Ein vierundzwanzig Fuß langes Krokodil war es, umpanzert von einem Gehäuse wie von dreifach vernieteten Kesselplatten, mit Nägeln beschlagen, verkielt und verpicht. Die gelben Spitzen der Oberzähne überragten anmutig den schön geriffelten Unterkiefer.
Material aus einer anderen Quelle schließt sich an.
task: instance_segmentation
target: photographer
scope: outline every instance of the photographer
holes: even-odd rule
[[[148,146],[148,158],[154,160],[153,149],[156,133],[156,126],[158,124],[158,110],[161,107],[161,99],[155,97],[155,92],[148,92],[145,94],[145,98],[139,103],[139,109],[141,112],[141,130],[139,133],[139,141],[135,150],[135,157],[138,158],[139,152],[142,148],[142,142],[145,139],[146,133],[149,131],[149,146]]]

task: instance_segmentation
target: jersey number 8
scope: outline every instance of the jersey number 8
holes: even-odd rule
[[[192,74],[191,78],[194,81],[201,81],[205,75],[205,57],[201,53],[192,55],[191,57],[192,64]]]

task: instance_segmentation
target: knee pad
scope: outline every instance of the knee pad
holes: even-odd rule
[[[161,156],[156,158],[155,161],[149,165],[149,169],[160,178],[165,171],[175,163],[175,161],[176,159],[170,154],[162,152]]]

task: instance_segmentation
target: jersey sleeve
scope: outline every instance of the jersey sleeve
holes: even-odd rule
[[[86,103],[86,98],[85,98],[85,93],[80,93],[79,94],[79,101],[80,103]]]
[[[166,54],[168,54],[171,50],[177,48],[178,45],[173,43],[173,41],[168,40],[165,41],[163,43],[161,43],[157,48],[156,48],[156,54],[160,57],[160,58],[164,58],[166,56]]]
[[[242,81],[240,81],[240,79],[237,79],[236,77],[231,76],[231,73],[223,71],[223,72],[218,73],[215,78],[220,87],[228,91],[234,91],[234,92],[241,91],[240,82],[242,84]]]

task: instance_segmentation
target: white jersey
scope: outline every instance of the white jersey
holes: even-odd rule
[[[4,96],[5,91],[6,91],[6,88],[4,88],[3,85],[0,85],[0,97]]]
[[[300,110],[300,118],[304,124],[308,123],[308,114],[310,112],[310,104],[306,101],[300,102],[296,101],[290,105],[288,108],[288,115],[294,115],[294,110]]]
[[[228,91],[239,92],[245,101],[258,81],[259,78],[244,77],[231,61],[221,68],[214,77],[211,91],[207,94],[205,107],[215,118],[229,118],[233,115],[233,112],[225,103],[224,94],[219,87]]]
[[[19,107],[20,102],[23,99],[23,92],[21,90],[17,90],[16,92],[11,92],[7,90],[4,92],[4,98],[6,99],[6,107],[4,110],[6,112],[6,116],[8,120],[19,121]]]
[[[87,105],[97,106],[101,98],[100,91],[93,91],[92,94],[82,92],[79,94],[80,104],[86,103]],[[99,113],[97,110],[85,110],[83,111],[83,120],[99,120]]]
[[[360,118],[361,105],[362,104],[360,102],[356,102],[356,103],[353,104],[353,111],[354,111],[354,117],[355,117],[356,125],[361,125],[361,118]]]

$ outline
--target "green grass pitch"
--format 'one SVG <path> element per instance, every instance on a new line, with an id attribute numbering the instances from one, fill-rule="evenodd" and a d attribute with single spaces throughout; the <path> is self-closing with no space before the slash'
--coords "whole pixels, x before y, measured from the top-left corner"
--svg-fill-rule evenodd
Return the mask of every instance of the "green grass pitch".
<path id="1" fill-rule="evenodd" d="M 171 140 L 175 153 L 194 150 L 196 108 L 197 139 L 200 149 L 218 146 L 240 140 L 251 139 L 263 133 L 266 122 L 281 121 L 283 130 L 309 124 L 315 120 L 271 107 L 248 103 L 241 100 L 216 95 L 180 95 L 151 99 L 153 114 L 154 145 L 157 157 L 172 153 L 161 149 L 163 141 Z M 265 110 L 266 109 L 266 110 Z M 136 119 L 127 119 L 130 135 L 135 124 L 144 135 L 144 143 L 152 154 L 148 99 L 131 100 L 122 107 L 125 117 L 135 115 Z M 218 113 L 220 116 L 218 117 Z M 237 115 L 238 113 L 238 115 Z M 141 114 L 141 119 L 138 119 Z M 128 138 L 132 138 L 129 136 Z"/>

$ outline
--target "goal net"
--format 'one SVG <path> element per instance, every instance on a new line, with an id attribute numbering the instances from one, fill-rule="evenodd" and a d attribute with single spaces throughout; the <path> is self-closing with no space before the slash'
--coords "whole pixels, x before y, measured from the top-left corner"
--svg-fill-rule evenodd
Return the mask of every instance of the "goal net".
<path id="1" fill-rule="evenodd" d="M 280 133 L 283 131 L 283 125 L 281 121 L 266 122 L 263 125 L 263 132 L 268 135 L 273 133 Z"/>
Der stumpfnasige Mugger von Muggerghar war es, älter als die Ältesten in dem Dorfe, dem er seinen Namen gegeben hatte – der Dämon des Stromes, ehe die Eisenbahnbrücke kam, Mörder, Menschenfresser und Ortsfetisch in einem. Er lag halb aufgetaucht aus dem seichten Wasser und hielt sich mit einer kaum merklichen Bewegung des Schwanzes im Gleichgewicht. Der Schakal wußte genau, daß ein einziger Schlag dieses Schwanzes den Mugger auf das Ufer hinaufbringen konnte mit der Schnelligkeit einer Dampfmaschine.
»Glückverheißende Begegnung, Beschützer der Armen«, jaulte der Schakal, mit jedem Wort weiter zurückweichend. »Wir hörten eine liebliche Stimme und kamen hierher in der Hoffnung auf eine trauliche Plauderei. Meine schweiflose Kühnheit riß mich hin, von dir zu sprechen, während wir hier deiner harrten. Ich hoffe, man hat nichts davon vernommen.«
Der Schakal aber hatte natürlich geredet, just um vernommen zu werden, denn er wußte, daß man mit Schmeicheleien am besten noch etwas Futter erschnappt; der Mugger wußte, daß der Schakal nur deshalb laut geredet hatte; und der Schakal wußte, daß der Mugger wußte, und der Mugger wußte, daß der Schakal wußte, daß der Mugger wußte – und so waren sie alle ganz zufrieden miteinander.